Written by Sarah Richer


Photo via pinterest

If you are a 50 Shades of Grey movie fan, do not get your hopes up for the sequel, 50 Shades Darker. The film basically has no plot and is an excuse to show sex on the big screen. I guess if that is what you are into, then this is the movie for you. However, if you want a little more insight into what the movie is about without reading the book, then let me tell you about my experience and view of the film.

At first, I thought the movie was going to be a real hit because I read the articles on Snapchat about ushers of movie theatres finding cucumbers in the aisles. It seemed a little weird and a little intriguing, but as I entered the theatre I hoped no one decided to bring any vegetables along. The theatre was filled with middle aged couples and teenagers that probably snuck in, which made the experience of watching erotic scenes on screen a little awkward for both myself and most likely the husbands that got dragged along.  The previews started, and I was pumped for the movie.

The movie began with a scene showing Christian’s nightmare of his father abusing him. This made it a little hard to tell if the movie was starting or if it was still a preview. However, the movie proceeded and showed Anastasia living her new life with her new job, hunky boss, and friends. So far, so good. The next big event in the movie is an art show, where a “mystery man” buys all the pictures of Ana that were photographed by her friend. It was a real big surprise who bought them—Christian (insert sarcasm here). He then asks her on a date that she reluctantly agrees to. However, at dinner, he asks her to give him another chance and she basically says “Yeah, sure.” Really? I guess there would not be a movie without this answer, though, so I went with it.

The movie continues with the two rekindling their “relationship.” Through this, the audience and Anastasia learn a little more about Christian’s past and about why he is the way he is. Along the way, a woman who had previously been a submissive stalks Anastasia and tries to kill her. Personally, I thought this was odd to include in the movie. This woman’s purpose was to cause and resolve a conflict, but the way the whole situation played out was just kind of out of place for this genre. The couple worked out thier issue from past relationships and even some issues they had in their own previous relationship, but Christian is still controlling. For example, he would not let Anastasia go on a trip to NYC with her new boss, Jack (which may have been a good idea because he tried to rape her later in the movie), but he goes on a trip for a weekend and leaves her home. Christian’s trip results in a plane crash and Anastasia realizes her love for him (the whole scene lasted about 10 minutes, so it did not really put you on the edge of your seat or make you bite your nails with anticipation). After this “dramatic” event, Anastasia agrees to marry Christian, even though most of the problems with their previous contract are never really resolved.

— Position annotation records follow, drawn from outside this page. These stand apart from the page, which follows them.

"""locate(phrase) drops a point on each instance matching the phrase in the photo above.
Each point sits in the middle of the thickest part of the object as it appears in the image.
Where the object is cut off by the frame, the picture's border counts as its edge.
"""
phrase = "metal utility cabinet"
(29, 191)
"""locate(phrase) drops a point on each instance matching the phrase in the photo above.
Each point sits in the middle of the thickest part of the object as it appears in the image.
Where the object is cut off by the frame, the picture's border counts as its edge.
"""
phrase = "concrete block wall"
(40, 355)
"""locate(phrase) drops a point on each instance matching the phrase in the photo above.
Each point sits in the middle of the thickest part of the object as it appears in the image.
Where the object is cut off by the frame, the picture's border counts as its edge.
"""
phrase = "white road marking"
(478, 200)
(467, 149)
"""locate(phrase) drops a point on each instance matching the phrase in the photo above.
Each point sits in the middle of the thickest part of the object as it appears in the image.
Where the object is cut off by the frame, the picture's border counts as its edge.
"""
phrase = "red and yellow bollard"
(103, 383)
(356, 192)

The movie ends with their engagement party, which includes both a celebration and a showdown between Christian’s adoptive mother and his ex-lover. After Christian actually gives Anastasia a ring and the drama is over, fireworks shoot off in the distance, while a grimy man smoking, who turns out to be Anastasia’s old boss Christian had fired, looks on at the party (Can you say cheesy?).

If none of this made sense to you, then good, because that is exactly how you will feel when watching the movie. I guess if there is a plot to this movie, it goes a little something like this: couple gets back together, past is brought up, random pointless events occur, dominant meaningless sex turns to meaningful sex. Overall, the movie is okay for a rainy day, but I would wait for it to come out on Netflix before wasting your money on watching a film with a nonexistent plot and not enough sex scenes.